[<prev] [next>] [<thread-prev] [thread-next>] [day] [month] [year] [list]
Message-ID: <5d269249-afd1-44f5-8faf-9ac11d9a3beb@redhat.com>
Date: Mon, 25 Nov 2024 14:33:04 -0500
From: Waiman Long <llong@...hat.com>
To: Guenter Roeck <linux@...ck-us.net>,
Sebastian Andrzej Siewior <bigeasy@...utronix.de>
Cc: sparclinux@...r.kernel.org, linux-kernel@...r.kernel.org,
Boqun Feng <boqun.feng@...il.com>, Ingo Molnar <mingo@...hat.com>,
Peter Zijlstra <peterz@...radead.org>, Thomas Gleixner <tglx@...utronix.de>,
Will Deacon <will@...nel.org>, "David S. Miller" <davem@...emloft.net>,
Andreas Larsson <andreas@...sler.com>
Subject: Re: [PATCH] sparc/pci: Make pci_poke_lock a raw_spinlock_t.
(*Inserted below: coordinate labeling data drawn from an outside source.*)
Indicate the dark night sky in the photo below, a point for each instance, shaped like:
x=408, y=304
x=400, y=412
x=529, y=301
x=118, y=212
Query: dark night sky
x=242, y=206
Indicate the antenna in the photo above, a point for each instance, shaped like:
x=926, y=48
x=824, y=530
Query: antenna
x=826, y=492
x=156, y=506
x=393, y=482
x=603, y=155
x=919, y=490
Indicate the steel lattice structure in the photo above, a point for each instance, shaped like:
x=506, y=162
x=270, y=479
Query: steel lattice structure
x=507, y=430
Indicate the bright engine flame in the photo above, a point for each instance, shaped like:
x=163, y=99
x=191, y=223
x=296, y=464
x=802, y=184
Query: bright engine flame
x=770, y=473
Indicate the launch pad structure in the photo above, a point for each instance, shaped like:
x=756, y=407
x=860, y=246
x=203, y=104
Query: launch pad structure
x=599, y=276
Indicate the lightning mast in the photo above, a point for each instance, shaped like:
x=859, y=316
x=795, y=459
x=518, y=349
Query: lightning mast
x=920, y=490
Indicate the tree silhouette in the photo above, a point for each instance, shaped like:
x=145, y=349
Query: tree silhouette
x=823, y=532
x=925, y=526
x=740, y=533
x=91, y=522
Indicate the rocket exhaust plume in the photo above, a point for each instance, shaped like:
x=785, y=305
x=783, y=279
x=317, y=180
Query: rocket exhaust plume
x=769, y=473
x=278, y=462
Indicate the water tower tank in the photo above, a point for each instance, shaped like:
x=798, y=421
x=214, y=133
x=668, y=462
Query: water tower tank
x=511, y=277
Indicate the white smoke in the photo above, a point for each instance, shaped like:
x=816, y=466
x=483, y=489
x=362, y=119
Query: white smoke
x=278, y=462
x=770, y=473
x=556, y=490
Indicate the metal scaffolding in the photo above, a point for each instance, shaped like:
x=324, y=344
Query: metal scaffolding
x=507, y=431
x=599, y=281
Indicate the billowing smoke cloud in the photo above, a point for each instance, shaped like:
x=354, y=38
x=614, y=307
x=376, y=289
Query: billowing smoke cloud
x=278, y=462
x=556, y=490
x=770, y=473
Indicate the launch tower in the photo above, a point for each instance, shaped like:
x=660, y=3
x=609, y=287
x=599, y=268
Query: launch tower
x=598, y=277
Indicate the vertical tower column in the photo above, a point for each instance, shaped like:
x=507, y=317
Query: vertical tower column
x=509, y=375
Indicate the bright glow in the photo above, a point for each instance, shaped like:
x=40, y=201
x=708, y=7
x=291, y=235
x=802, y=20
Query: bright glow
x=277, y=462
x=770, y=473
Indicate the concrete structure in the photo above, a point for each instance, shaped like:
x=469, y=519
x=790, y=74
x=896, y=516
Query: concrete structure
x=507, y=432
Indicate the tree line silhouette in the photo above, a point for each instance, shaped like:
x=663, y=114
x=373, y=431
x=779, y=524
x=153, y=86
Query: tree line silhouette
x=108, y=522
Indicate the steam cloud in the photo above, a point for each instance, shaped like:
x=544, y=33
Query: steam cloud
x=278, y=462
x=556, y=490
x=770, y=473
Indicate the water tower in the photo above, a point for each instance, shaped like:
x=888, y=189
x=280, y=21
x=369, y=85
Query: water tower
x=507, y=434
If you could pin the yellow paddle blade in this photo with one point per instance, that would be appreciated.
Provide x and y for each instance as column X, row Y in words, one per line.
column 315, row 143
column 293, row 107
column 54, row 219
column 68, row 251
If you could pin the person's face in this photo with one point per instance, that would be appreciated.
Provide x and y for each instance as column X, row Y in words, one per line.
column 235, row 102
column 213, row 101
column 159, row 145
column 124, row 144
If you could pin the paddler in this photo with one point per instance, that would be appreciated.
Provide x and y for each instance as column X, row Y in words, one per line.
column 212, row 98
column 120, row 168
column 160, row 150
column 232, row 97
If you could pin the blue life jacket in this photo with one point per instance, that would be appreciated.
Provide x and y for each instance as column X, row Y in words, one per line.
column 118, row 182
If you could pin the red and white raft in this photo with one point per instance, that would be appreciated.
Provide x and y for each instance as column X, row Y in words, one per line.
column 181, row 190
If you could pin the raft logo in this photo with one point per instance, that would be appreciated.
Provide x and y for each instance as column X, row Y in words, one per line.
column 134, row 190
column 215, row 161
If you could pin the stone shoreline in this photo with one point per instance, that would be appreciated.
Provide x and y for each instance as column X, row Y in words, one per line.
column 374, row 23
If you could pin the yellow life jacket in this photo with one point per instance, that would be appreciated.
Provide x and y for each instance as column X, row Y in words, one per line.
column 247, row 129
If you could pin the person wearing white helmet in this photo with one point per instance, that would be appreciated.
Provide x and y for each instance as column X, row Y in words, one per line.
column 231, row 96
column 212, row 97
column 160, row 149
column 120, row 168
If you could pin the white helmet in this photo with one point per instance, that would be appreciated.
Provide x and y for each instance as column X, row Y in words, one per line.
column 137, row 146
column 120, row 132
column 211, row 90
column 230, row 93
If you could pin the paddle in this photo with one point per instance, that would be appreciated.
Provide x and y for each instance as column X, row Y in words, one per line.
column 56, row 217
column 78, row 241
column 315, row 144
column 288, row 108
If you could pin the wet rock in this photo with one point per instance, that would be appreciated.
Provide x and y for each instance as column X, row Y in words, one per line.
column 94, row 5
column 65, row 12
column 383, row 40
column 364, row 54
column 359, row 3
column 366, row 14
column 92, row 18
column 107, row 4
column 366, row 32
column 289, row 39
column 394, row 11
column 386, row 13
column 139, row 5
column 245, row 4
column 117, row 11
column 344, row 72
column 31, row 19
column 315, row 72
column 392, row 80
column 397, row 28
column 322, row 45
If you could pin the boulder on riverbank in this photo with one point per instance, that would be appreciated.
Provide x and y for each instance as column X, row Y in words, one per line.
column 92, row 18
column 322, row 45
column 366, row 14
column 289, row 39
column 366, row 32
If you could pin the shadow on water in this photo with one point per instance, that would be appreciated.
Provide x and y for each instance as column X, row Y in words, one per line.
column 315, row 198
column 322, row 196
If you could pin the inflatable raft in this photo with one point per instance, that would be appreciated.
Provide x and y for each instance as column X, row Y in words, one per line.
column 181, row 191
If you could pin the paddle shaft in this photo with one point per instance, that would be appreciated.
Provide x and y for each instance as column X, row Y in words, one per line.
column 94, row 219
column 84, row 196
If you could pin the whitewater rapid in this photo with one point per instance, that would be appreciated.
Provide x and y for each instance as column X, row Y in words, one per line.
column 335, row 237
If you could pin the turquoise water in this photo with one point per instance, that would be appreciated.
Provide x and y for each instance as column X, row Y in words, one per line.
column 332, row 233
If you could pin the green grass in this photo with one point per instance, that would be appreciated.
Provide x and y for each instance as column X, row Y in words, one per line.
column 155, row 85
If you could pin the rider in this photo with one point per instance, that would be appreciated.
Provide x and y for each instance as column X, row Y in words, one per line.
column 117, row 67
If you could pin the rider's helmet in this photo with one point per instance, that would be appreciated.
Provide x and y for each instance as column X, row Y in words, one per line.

On 11/25/24 2:23 PM, Guenter Roeck wrote:
> On 11/25/24 10:12, Sebastian Andrzej Siewior wrote:
>> On 2024-11-25 09:59:09 [-0800], Guenter Roeck wrote:
>>> On 11/25/24 09:43, Sebastian Andrzej Siewior wrote:
>>>> On 2024-11-25 09:01:33 [-0800], Guenter Roeck wrote:
>>>>> Unfortunately it doesn't make a difference.
>>>>
>>>> stunning. It looks like the exact same error message.
>>>>
>>>
>>> I think it uses
>>>
>>> #define spin_lock_irqsave(lock, flags) \
>>> do { \
>>> raw_spin_lock_irqsave(spinlock_check(lock), flags); \
>>> } while (0)
>>>
>>> from include/linux/spinlock.h, meaning your patch doesn't really
>>> make a difference.
>>
>> The difference comes from DEFINE_SPINLOCK vs DEFINE_RAW_SPINLOCK. There
>> is the .lock_type init which goes from LD_WAIT_CONFIG to LD_WAIT_SPIN.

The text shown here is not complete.